Shipping and handling fees and costs incurred in connection with products sold are recorded in cost of sales in the consolidated statements of income, and are not considered a performance obligation to our customers.
The Company pays sales commissions that relate to contracts for products or services that are satisfied at a point in time or over a period of one year or less and are expensed as incurred.

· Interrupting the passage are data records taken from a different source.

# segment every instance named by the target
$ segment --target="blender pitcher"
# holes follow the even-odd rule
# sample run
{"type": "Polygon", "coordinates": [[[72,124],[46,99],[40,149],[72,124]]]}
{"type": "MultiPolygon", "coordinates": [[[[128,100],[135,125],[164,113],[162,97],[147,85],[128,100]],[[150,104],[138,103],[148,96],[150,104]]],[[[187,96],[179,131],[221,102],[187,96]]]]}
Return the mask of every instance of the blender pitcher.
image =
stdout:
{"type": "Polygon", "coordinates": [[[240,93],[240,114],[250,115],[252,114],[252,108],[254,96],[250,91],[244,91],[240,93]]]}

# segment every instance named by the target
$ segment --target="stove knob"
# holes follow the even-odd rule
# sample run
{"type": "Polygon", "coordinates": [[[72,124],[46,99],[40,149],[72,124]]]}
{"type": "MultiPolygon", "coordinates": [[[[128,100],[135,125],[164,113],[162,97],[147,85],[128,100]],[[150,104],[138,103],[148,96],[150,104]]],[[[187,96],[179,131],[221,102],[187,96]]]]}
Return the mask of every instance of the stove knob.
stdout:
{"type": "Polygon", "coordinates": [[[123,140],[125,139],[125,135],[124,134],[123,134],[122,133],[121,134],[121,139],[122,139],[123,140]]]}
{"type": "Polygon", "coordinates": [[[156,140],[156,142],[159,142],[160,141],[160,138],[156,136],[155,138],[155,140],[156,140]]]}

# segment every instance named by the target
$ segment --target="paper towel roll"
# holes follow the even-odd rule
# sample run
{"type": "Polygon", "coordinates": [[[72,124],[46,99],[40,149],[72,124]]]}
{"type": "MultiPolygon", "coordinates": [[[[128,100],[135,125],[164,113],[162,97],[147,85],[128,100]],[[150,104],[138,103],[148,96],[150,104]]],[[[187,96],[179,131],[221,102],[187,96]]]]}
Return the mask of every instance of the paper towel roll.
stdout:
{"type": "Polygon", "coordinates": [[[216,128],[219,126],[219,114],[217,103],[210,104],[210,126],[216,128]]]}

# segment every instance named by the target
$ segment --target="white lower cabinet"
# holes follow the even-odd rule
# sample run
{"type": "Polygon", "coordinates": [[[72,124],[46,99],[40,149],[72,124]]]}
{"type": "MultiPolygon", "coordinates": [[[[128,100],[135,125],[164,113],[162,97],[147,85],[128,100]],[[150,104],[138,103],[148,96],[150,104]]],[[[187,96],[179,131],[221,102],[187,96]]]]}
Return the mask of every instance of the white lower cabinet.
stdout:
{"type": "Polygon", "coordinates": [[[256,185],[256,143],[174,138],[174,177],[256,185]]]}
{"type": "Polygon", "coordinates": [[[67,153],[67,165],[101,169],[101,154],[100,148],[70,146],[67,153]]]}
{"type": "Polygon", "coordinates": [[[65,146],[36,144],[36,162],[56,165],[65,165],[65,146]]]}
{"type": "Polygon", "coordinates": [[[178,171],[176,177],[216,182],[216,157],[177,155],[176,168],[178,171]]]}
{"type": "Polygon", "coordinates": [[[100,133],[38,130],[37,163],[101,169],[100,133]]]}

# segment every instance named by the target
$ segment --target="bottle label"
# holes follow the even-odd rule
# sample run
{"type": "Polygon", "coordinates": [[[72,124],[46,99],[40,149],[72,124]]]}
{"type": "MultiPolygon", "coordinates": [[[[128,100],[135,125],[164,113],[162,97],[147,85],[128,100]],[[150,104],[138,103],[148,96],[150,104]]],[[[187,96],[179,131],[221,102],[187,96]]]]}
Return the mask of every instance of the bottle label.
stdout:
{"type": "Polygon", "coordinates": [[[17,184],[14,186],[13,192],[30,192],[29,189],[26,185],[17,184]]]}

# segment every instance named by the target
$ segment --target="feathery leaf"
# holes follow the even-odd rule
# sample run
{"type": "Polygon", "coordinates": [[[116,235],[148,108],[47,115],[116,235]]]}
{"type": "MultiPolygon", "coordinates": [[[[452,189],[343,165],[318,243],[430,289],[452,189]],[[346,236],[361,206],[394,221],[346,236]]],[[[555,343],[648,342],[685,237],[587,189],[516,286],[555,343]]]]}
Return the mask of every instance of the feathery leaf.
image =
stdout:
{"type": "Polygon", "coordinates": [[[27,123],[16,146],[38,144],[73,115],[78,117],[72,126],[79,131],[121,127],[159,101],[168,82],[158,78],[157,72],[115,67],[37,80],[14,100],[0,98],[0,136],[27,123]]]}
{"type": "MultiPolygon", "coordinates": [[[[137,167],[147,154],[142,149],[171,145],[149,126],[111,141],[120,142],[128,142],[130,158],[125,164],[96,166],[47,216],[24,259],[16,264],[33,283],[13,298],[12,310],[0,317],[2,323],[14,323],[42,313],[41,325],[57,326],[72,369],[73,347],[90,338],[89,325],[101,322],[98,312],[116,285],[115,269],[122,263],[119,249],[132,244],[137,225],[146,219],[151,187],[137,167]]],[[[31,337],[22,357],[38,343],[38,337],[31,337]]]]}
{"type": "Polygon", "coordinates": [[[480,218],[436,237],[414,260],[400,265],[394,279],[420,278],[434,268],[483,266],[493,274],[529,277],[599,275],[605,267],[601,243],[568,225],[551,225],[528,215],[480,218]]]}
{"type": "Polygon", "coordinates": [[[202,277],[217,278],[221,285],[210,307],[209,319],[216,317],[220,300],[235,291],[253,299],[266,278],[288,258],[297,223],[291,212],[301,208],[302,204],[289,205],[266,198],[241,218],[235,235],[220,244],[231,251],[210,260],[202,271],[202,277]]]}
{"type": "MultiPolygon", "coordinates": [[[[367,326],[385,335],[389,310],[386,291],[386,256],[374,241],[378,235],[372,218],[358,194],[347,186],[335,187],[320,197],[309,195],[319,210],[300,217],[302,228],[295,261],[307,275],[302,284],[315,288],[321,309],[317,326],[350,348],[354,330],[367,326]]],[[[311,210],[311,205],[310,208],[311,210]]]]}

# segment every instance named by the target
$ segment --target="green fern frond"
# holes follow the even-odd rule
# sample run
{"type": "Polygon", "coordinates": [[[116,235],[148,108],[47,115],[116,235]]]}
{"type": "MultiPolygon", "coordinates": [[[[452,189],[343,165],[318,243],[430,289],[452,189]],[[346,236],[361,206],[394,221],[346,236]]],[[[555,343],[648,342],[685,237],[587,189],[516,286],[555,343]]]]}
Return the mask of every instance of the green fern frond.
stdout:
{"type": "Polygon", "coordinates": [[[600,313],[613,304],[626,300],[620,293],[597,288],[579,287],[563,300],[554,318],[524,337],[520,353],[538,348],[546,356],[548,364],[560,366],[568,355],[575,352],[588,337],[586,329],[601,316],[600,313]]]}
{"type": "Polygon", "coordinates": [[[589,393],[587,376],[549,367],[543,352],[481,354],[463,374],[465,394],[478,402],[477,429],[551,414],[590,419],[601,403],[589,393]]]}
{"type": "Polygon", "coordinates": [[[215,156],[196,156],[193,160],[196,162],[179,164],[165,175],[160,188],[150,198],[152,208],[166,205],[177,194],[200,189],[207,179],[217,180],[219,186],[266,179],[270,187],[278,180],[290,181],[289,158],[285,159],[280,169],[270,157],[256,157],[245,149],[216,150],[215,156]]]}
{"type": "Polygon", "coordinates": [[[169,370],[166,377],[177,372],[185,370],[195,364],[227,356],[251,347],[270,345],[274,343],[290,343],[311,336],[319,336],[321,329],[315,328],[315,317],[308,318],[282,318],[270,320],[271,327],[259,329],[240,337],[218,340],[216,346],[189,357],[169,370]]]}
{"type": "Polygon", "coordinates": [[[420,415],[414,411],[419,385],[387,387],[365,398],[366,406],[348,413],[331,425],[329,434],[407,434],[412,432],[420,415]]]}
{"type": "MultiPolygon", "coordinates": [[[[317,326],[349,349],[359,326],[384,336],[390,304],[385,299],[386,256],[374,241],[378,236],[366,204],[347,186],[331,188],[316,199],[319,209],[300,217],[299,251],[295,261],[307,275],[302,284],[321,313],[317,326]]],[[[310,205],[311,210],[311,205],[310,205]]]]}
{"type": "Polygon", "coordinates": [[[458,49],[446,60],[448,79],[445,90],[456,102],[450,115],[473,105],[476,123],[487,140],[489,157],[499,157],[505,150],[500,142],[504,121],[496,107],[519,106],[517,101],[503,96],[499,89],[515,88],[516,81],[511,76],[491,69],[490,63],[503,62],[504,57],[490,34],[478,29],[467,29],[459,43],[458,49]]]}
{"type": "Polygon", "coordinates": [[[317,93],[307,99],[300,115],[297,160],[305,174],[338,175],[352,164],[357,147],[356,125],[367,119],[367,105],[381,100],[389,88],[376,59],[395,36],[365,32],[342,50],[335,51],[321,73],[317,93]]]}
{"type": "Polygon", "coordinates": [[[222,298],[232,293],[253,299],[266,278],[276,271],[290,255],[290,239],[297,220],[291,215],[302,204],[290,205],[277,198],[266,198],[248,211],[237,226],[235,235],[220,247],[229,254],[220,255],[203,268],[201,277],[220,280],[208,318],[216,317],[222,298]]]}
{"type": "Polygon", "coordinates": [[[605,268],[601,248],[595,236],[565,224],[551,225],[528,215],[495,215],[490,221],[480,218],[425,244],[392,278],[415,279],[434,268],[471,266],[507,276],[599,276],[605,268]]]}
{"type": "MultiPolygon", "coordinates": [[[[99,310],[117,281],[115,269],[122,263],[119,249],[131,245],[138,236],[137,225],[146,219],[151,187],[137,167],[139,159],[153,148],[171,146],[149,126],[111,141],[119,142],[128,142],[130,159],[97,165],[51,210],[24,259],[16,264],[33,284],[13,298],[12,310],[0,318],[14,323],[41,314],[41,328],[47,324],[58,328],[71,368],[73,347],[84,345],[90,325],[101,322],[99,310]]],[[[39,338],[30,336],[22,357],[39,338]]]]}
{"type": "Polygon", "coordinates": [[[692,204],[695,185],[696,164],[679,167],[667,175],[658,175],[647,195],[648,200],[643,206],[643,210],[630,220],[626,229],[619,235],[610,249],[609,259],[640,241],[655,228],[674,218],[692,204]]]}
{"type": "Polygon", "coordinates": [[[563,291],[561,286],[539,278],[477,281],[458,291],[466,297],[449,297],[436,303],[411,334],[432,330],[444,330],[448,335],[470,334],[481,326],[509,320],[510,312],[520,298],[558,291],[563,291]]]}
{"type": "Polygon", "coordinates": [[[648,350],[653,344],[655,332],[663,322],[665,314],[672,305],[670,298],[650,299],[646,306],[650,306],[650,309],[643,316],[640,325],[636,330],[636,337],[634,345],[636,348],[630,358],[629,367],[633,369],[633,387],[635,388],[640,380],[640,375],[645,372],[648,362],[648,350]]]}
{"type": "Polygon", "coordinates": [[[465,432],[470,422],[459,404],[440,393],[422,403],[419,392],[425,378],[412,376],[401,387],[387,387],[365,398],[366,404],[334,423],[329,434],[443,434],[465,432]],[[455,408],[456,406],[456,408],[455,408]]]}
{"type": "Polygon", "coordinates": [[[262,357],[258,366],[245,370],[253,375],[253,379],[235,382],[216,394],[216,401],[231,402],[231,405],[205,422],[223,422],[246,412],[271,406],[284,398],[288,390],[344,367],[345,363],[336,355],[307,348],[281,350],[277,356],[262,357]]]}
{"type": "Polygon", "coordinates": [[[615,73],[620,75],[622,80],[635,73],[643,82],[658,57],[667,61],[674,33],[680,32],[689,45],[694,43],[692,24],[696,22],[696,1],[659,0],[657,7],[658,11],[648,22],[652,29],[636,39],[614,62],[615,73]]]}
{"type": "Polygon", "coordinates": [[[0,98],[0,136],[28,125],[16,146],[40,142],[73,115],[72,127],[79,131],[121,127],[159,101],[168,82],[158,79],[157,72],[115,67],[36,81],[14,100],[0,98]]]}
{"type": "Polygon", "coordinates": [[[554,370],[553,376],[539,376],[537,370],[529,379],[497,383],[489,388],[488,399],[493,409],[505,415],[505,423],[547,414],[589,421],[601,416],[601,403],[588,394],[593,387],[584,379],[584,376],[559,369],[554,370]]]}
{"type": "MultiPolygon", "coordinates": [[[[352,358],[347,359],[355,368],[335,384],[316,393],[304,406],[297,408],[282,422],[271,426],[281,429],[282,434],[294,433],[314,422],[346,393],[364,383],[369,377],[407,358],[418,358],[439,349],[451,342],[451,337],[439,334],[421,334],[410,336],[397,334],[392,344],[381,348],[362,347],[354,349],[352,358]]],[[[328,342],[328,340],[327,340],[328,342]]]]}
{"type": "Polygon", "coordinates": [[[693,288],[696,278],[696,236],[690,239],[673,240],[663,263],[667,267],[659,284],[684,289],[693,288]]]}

These costs are reported as a component of selling and administrative expenses in the consolidated statements of income.
In fiscal 2025, 2024 and 2023, no customer individually accounted for 10% or more of the Company’s net sales.
Net sales to foreign customers, primarily in Western Europe, Canada and Asia, were $3,296 million, $2,908 million and $2,320 million during the fiscal years ended September 30, 2025, 2024 and 2023, respectively.
We have elected to adopt the practical expedient to not disclose the aggregate amount of transaction price allocated to performance obligations that are unsatisfied as of the end of the reporting period for performance obligations that are part of a contract with an original expected duration of one year or less.
Contract Assets and Liabilities – Contract assets reflect revenue recognized and performance obligations satisfied in advance of customer billing or reimbursable costs related to a specific contract. Contract liabilities (Deferred revenue) relate to payments received in advance of the satisfaction of performance under the contract. We receive payments from customers based on the terms established in our contracts. The following table summarizes our contract assets and liabilities balances (in millions):
September 30, 2025September 30, 2024
Contract assets, current (1)
$280 $270 
Contract assets, non-current (2)
94 31 
Total contract assets374 301 
Contract liabilities, current (3)
143 168 
Contract liabilities, non-current (4)
Total contract liabilities150 177 
Net contract assets$224 $124 
(1)Included in prepaid expenses and other on the consolidated balance sheets.
(2)Included in other non-current assets on the consolidated balance sheets.
(3)Included in accrued and other current liabilities on the consolidated balance sheets.
(4)Included in other non-current liabilities on the consolidated balance sheets.
The increase in non-current contract assets is attributable to expected customer billing of certain contracts exceeding one year from September 30, 2025. For the fiscal year ended September 30, 2025, the revenue recognized that was included in the contract liability balance at the beginning of the fiscal year was approximately $125 million.
Refer to Note 15, “Segments,” for disclosures related to the disaggregation of revenue.